TRDDC Home

Student Projects 2006-2007: Topics

Work at TRDDC is focused in different groups, each specializing in a key area. Projects of an interdisciplinary nature are also carried out. With expertise in process engineering, software engineering tools and technologies, advanced techniques, and in systems engineering methodologies, TRDDC provides solutions within TCS and for major clients. 

The research work is academically rigorous; researchers from TRDDC regularly present their work at international symposia and publish their papers in reputed journals.

For the year 2006-07, TRDDC plans to offer projects for final year students of engineering in the following three  areas:

  •  Software Engineering

  • Business and IT alignment

  • Business and Data Analytics

1. Consistency Checking of Requirements Document

A requirements document consists of a data dictionary modeled as a business entity diagram and a detailed description of the business operations written in English. The objective is to check that the words used in the English description are consistent with the words in the data dictionary. This requires identifying nouns and verbs in the English text and checking if an entry exists for the noun or verb or its variant in the data dictionary. The tool should also check if a verb has been used consistently.


2. Development of predicate abstraction prototype tool for C programs

Many of the software engineering requirements emanating from quality assurance require some sort of model checking over the source code. Given an infinite state space of a general program, it is impossible to perform any model checking. For this purpose, an abstract of the program is required with respect to the properties of interest. The objective of this project is to create an abstraction of a given program (which will be another program) with respect to properties of interest represented as predicates over program entities.

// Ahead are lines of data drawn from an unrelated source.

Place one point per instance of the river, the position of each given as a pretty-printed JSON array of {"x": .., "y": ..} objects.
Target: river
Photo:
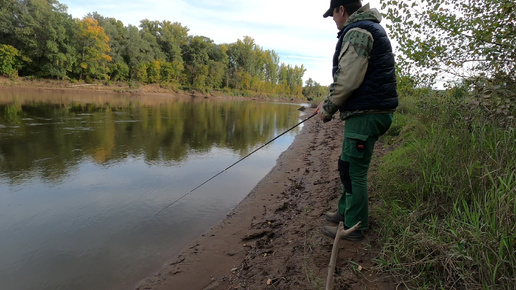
[{"x": 82, "y": 177}]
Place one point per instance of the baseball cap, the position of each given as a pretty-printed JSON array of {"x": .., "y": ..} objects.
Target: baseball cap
[{"x": 334, "y": 4}]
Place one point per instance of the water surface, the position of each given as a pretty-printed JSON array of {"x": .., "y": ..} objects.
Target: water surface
[{"x": 82, "y": 177}]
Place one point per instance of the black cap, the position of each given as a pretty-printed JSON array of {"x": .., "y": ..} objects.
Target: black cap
[{"x": 334, "y": 4}]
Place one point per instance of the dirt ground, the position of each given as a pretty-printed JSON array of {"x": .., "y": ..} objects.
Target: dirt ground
[{"x": 273, "y": 238}]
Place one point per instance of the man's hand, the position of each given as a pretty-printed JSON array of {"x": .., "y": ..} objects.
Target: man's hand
[{"x": 320, "y": 114}]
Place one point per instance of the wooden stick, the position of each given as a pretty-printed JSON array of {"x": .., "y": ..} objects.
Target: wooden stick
[{"x": 335, "y": 250}]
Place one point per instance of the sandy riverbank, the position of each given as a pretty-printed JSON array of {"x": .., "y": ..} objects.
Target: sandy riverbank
[{"x": 272, "y": 239}]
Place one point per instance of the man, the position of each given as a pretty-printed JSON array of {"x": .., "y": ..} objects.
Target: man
[{"x": 364, "y": 91}]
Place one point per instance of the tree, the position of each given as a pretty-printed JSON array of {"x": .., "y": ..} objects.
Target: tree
[
  {"x": 93, "y": 46},
  {"x": 171, "y": 37},
  {"x": 117, "y": 33},
  {"x": 10, "y": 60},
  {"x": 41, "y": 31},
  {"x": 462, "y": 38}
]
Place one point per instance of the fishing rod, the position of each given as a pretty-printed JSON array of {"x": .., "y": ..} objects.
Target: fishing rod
[{"x": 270, "y": 141}]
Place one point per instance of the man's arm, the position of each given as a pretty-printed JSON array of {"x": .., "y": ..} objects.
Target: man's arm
[{"x": 353, "y": 61}]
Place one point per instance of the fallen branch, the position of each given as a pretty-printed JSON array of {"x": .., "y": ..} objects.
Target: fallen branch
[{"x": 334, "y": 251}]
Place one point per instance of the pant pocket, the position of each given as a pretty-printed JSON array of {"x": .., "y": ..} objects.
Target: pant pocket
[{"x": 355, "y": 145}]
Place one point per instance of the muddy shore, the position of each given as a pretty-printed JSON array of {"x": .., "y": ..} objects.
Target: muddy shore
[{"x": 273, "y": 239}]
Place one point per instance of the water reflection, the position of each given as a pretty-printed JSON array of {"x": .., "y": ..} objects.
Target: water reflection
[
  {"x": 82, "y": 176},
  {"x": 49, "y": 139}
]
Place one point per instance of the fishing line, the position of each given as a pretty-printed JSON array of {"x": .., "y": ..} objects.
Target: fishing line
[{"x": 184, "y": 195}]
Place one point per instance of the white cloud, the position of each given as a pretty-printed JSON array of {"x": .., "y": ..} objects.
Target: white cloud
[{"x": 296, "y": 30}]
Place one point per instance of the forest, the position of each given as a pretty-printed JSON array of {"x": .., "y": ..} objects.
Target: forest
[{"x": 39, "y": 39}]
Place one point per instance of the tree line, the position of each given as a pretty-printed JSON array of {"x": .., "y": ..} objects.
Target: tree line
[{"x": 38, "y": 38}]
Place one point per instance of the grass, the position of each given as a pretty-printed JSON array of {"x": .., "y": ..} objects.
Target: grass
[{"x": 448, "y": 194}]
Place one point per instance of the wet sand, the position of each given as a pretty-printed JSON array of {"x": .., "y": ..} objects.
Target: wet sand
[{"x": 273, "y": 239}]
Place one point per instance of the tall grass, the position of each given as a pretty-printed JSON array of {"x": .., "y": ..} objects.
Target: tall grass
[{"x": 448, "y": 191}]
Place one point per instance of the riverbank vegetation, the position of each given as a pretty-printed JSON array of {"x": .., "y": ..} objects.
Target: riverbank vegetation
[
  {"x": 448, "y": 187},
  {"x": 39, "y": 39}
]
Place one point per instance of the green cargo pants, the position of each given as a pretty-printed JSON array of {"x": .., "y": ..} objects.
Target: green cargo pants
[{"x": 360, "y": 135}]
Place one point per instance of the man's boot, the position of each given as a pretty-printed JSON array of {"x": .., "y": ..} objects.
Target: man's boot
[{"x": 334, "y": 217}]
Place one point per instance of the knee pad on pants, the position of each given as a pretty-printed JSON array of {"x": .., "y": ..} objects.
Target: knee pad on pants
[{"x": 344, "y": 176}]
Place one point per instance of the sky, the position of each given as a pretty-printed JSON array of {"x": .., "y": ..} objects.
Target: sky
[{"x": 295, "y": 30}]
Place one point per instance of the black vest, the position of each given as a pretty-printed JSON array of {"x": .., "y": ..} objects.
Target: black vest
[{"x": 378, "y": 91}]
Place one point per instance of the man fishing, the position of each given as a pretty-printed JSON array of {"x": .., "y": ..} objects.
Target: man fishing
[{"x": 364, "y": 91}]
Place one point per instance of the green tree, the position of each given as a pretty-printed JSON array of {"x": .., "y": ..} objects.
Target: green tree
[
  {"x": 41, "y": 31},
  {"x": 117, "y": 33},
  {"x": 10, "y": 60},
  {"x": 150, "y": 31},
  {"x": 462, "y": 38},
  {"x": 93, "y": 46},
  {"x": 171, "y": 37}
]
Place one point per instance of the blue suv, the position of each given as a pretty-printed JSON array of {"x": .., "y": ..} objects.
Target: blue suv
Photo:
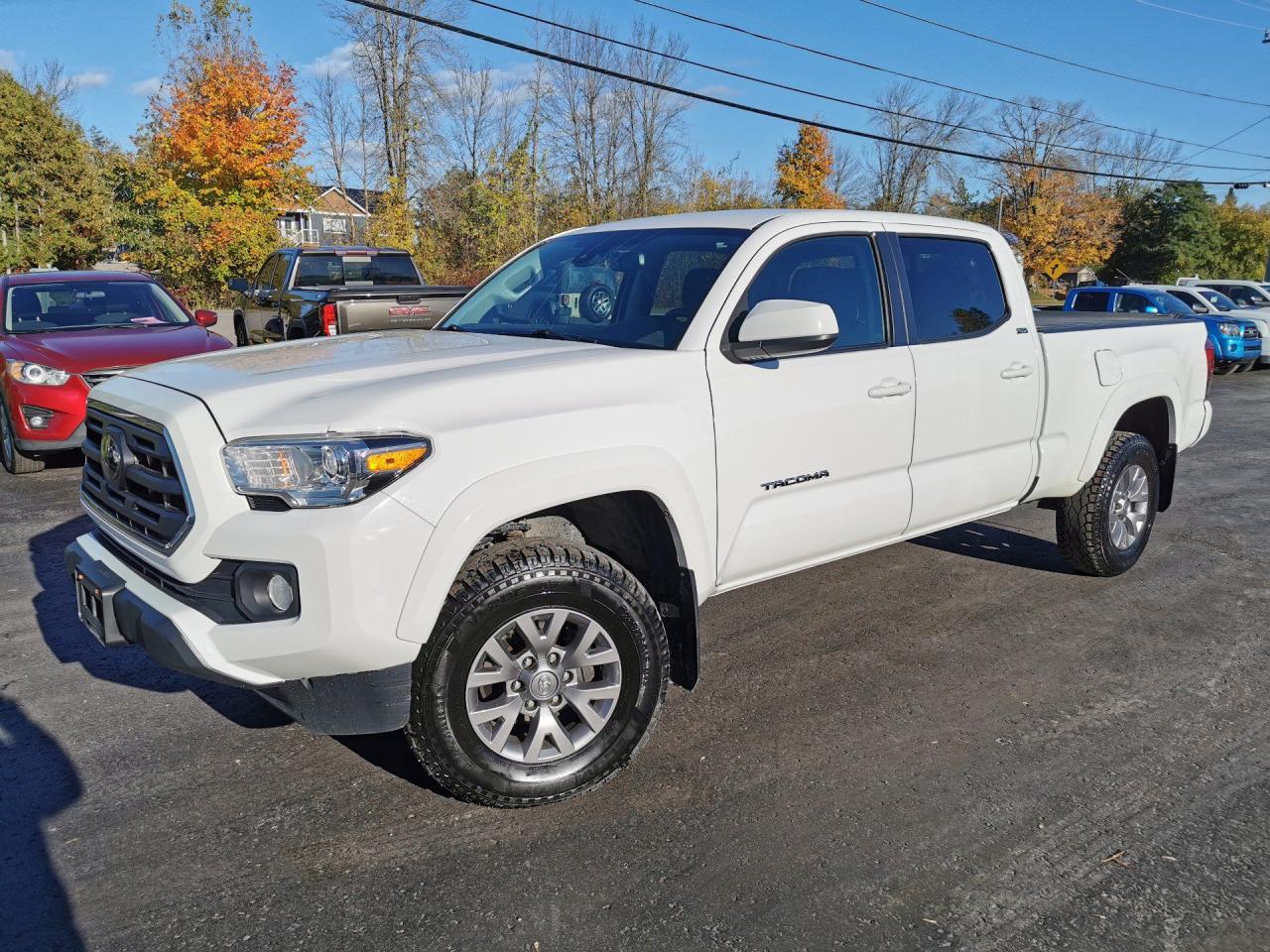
[{"x": 1236, "y": 341}]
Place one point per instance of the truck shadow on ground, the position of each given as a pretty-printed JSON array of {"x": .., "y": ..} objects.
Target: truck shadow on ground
[
  {"x": 994, "y": 543},
  {"x": 391, "y": 753},
  {"x": 71, "y": 644},
  {"x": 37, "y": 782}
]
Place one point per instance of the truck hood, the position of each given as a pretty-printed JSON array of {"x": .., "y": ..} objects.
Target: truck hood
[
  {"x": 80, "y": 350},
  {"x": 382, "y": 381}
]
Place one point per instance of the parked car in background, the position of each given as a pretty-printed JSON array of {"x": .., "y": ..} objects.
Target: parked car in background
[
  {"x": 62, "y": 333},
  {"x": 1210, "y": 303},
  {"x": 1236, "y": 341},
  {"x": 316, "y": 293},
  {"x": 498, "y": 536}
]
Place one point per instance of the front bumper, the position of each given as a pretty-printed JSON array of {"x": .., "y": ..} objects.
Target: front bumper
[{"x": 130, "y": 611}]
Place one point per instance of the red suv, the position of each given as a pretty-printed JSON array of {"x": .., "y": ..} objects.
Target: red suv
[{"x": 64, "y": 331}]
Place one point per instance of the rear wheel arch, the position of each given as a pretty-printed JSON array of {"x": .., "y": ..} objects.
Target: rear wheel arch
[{"x": 1156, "y": 420}]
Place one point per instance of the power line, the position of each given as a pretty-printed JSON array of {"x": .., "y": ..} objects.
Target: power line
[
  {"x": 1040, "y": 55},
  {"x": 826, "y": 96},
  {"x": 838, "y": 58},
  {"x": 1220, "y": 141},
  {"x": 1199, "y": 16},
  {"x": 748, "y": 108}
]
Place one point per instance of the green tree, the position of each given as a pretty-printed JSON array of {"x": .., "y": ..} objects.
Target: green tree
[
  {"x": 53, "y": 199},
  {"x": 1167, "y": 232}
]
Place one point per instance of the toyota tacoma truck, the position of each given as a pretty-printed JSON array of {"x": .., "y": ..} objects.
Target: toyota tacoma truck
[
  {"x": 312, "y": 293},
  {"x": 497, "y": 535}
]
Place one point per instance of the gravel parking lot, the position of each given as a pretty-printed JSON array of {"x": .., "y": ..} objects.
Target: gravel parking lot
[{"x": 947, "y": 744}]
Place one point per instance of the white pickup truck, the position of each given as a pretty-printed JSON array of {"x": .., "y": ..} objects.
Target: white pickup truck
[{"x": 497, "y": 535}]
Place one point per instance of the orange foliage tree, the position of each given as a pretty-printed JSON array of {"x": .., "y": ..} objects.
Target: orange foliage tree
[
  {"x": 803, "y": 171},
  {"x": 217, "y": 159}
]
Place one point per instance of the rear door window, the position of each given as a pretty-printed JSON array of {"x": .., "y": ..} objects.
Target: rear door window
[
  {"x": 1128, "y": 302},
  {"x": 1089, "y": 301},
  {"x": 953, "y": 286}
]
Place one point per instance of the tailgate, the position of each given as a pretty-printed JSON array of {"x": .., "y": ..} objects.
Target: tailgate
[{"x": 394, "y": 308}]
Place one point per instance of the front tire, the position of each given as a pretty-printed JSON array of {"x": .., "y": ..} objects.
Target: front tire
[
  {"x": 1103, "y": 529},
  {"x": 13, "y": 460},
  {"x": 543, "y": 676}
]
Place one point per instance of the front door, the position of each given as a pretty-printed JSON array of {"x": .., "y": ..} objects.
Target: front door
[
  {"x": 813, "y": 451},
  {"x": 979, "y": 376}
]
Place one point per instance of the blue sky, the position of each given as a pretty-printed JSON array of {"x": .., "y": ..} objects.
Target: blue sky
[{"x": 1207, "y": 45}]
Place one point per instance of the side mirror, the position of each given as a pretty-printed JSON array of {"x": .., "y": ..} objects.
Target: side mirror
[{"x": 784, "y": 327}]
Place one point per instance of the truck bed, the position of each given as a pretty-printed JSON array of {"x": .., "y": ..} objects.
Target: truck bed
[{"x": 1064, "y": 321}]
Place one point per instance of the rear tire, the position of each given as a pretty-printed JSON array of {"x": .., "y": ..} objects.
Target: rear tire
[
  {"x": 10, "y": 457},
  {"x": 538, "y": 630},
  {"x": 1103, "y": 529}
]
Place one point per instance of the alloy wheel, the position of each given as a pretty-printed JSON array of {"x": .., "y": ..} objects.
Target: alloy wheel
[
  {"x": 544, "y": 685},
  {"x": 1130, "y": 507}
]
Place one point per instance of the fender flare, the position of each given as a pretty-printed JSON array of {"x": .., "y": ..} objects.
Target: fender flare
[
  {"x": 517, "y": 492},
  {"x": 1130, "y": 393}
]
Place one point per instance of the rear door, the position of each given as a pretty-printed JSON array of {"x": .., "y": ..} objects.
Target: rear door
[
  {"x": 813, "y": 451},
  {"x": 979, "y": 373},
  {"x": 261, "y": 312}
]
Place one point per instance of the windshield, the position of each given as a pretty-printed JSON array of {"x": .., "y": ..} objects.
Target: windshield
[
  {"x": 86, "y": 304},
  {"x": 1218, "y": 299},
  {"x": 636, "y": 287},
  {"x": 340, "y": 271}
]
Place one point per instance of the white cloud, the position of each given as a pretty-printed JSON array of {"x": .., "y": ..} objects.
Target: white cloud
[
  {"x": 90, "y": 79},
  {"x": 146, "y": 86},
  {"x": 336, "y": 62}
]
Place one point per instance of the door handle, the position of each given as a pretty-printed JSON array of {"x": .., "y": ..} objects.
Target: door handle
[
  {"x": 1016, "y": 370},
  {"x": 890, "y": 388}
]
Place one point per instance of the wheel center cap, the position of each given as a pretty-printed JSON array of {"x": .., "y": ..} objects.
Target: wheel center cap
[{"x": 544, "y": 685}]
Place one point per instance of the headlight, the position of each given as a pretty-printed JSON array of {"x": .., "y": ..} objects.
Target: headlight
[
  {"x": 321, "y": 471},
  {"x": 37, "y": 373}
]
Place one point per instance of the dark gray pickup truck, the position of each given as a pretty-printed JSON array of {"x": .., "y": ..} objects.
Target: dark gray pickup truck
[{"x": 313, "y": 293}]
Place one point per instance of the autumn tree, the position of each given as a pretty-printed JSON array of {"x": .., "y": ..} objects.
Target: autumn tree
[
  {"x": 53, "y": 202},
  {"x": 217, "y": 157},
  {"x": 803, "y": 171},
  {"x": 1057, "y": 217},
  {"x": 1170, "y": 231},
  {"x": 1243, "y": 240}
]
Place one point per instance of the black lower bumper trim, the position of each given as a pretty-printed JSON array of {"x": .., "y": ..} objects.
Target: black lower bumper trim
[{"x": 368, "y": 702}]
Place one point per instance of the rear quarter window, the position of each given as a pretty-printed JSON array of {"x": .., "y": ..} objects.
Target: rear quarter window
[{"x": 953, "y": 286}]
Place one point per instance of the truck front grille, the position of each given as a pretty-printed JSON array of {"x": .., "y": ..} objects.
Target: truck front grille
[{"x": 131, "y": 476}]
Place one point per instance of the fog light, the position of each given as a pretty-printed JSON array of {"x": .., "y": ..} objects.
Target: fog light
[
  {"x": 37, "y": 417},
  {"x": 267, "y": 592},
  {"x": 281, "y": 594}
]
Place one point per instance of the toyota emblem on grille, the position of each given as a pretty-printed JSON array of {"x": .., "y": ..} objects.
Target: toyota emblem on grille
[{"x": 112, "y": 457}]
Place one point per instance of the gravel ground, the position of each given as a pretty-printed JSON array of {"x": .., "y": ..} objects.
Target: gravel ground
[{"x": 947, "y": 744}]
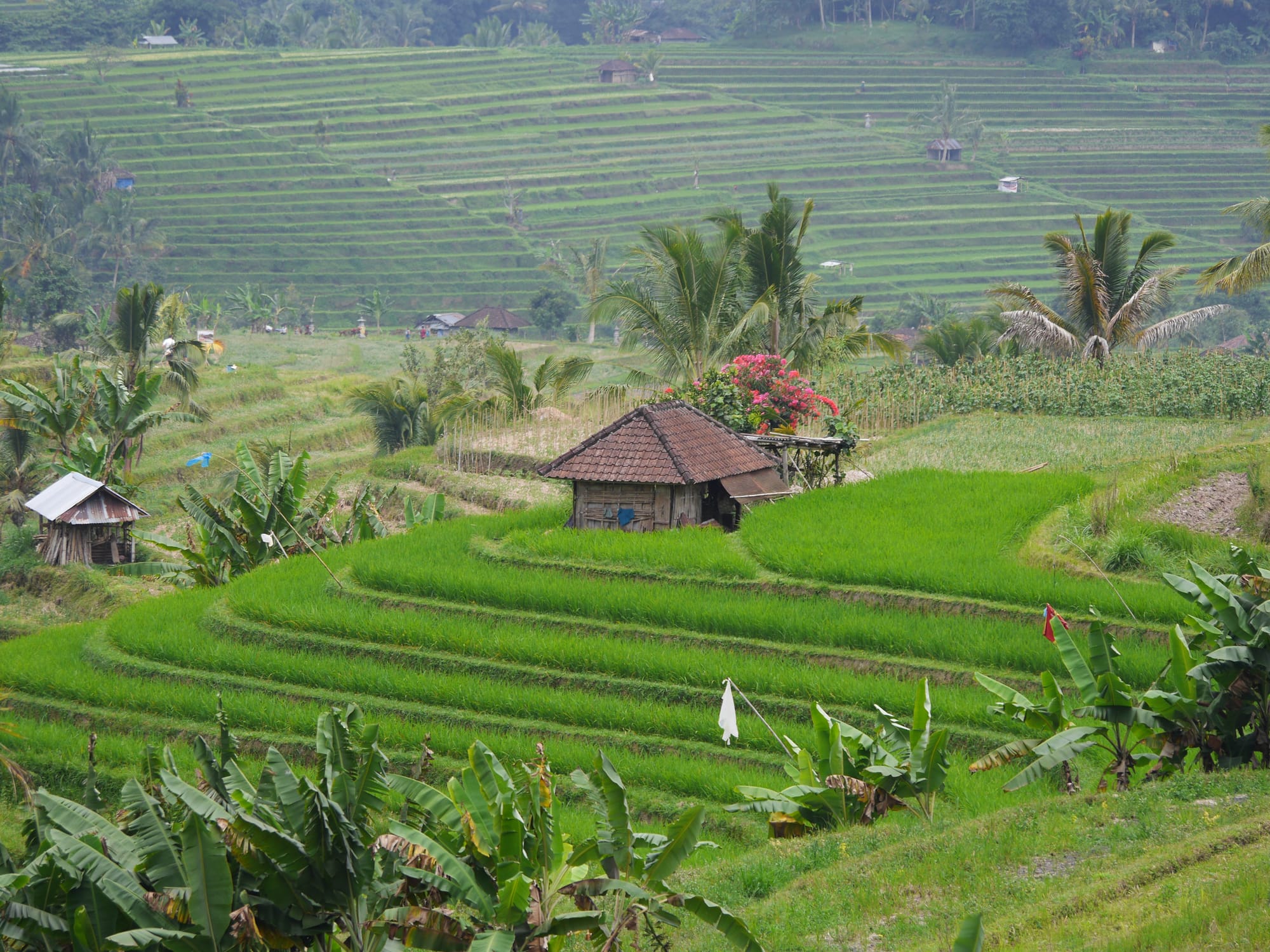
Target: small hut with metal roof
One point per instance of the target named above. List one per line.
(495, 319)
(86, 521)
(664, 466)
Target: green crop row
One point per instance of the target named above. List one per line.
(933, 531)
(440, 564)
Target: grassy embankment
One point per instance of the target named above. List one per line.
(479, 628)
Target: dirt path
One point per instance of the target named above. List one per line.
(1212, 506)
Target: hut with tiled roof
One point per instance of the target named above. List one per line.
(495, 319)
(664, 466)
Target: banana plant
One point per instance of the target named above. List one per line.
(285, 863)
(852, 777)
(923, 753)
(1233, 634)
(1051, 718)
(1123, 725)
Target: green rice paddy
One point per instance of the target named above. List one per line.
(410, 192)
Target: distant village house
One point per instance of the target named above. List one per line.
(665, 466)
(84, 521)
(618, 72)
(944, 150)
(495, 319)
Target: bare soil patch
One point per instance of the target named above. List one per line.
(1212, 506)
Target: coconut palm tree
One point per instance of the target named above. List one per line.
(774, 275)
(551, 384)
(374, 308)
(683, 307)
(584, 268)
(131, 341)
(1109, 298)
(20, 474)
(402, 413)
(952, 342)
(946, 119)
(21, 148)
(1245, 272)
(520, 8)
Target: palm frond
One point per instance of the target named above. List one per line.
(1172, 327)
(1034, 329)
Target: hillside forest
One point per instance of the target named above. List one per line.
(1227, 31)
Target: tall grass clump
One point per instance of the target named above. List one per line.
(940, 532)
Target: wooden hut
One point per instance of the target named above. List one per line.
(680, 35)
(86, 521)
(618, 72)
(944, 150)
(495, 319)
(662, 466)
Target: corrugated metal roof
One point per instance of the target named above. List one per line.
(497, 318)
(84, 502)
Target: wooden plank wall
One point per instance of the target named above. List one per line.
(656, 507)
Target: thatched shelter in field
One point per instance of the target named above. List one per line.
(495, 319)
(86, 521)
(662, 466)
(618, 72)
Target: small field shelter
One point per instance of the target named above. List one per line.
(618, 72)
(944, 150)
(84, 521)
(495, 319)
(664, 466)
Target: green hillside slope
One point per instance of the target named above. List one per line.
(425, 144)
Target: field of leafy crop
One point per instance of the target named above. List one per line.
(516, 631)
(965, 531)
(410, 192)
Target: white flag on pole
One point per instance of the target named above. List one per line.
(728, 715)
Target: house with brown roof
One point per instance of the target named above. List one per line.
(664, 466)
(84, 521)
(681, 35)
(495, 319)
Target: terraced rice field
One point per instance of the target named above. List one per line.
(410, 192)
(511, 630)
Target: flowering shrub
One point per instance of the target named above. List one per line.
(756, 394)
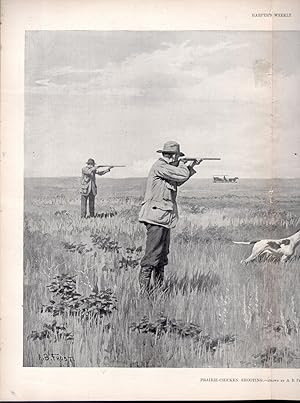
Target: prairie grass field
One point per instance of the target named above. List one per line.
(82, 306)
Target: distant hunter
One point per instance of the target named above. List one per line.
(89, 186)
(159, 211)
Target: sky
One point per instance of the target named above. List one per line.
(117, 96)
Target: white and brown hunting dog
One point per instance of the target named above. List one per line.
(281, 248)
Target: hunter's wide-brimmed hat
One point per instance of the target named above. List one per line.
(171, 147)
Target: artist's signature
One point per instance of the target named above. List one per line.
(62, 359)
(269, 15)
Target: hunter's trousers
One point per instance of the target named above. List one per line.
(155, 257)
(84, 200)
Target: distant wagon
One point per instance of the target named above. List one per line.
(225, 179)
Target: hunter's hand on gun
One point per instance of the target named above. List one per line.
(192, 163)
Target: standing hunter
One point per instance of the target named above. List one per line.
(89, 186)
(159, 211)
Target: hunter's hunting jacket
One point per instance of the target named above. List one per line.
(159, 206)
(88, 181)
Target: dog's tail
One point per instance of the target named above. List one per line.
(245, 243)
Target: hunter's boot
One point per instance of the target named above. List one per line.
(145, 278)
(158, 277)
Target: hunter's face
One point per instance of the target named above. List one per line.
(174, 157)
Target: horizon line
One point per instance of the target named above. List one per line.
(145, 177)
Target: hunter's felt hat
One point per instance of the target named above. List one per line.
(171, 147)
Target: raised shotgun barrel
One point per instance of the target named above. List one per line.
(111, 166)
(186, 159)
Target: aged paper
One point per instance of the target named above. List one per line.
(36, 139)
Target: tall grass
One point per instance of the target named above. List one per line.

The tool is expected to have input as the predicate in which one is interested.. These predicates would be defined in terms of existing program variables. The object is to generate another program, which is equivalent to the original one with respect to the predicates. That is, every possible path in the original program corresponds to a path in the generated program and predicate values computed in both cases are the same. The project will involve using our existing static data flow analysis capabilities to come with an as precise abstracted program as possible. This will be on similar lines as the c2bp tool of SLAM tool kit of Microsoft.

3. Design Abstractions

To represent software systems as abstract design models (devoid of program details) is a known but complex problem. With a focus on legacy systems, we are working towards defining and arriving at abstractions that represent different aspects of software systems. Example abstractions for online programs are GUI, Navigations, Services, Calculations. We aim to extract the abstractions as much automatically as possible. Given the source code of the system, challenge is to use different program analysis techniques (static data-flow analysis, constraint analysis, etc.) and combine them to build the abstractions.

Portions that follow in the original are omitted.